Unique new images of two historic queens will flank pedestrians as they walk into Newcastle.
Newcastle-under-Lyme Borough Council is retiling the town centre subway which emerges by Queens Gardens with the eye-catching design to mark the Borough’s 850th anniversary.
Images of Queen Victoria and Queen Elizabeth II will be interwoven with the design marking the Borough’s special anniversary.
Simon Tagg, Leader of Newcastle-under-Lyme Borough Council, said: “There has been a rolling programme of improving the subways ringing the town centre, cleaning them, putting up fresh designs and CCTV where appropriate to make them feel safer and brighter.

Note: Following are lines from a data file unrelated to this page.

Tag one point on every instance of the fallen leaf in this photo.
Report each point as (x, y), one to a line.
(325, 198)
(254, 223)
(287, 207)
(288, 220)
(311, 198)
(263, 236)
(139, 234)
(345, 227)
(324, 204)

“With the recent anniversary of Her Majesty Queen Elizabeth’s death 12 months ago, we wanted to do something special – and also complement the hope that we will soon have a statue of each monarch in Queens Gardens.”
Queens Gardens already has a statue of Queen Victoria, first unveiled in the town in 1903, and it’s hoped that will soon be joined by a statue of Queen Elizabeth, designed and sculpted by renowned local artist Andy Edwards.
Designed by artist Liz Taylor of Parleycoot, the subway tiles have been made by Tunstall-based Digital Ceramics and installed by LP Tiling of Kidsgrove, and portray the two monarchs at different stages of their lives.
The council’s wider programme of subway art includes the whole of Grosvenor Roundabout, Ryecroft subway – which focuses on circus – and Knutton Lane subway which reflects the history of Newcastle and Britain in Bloom.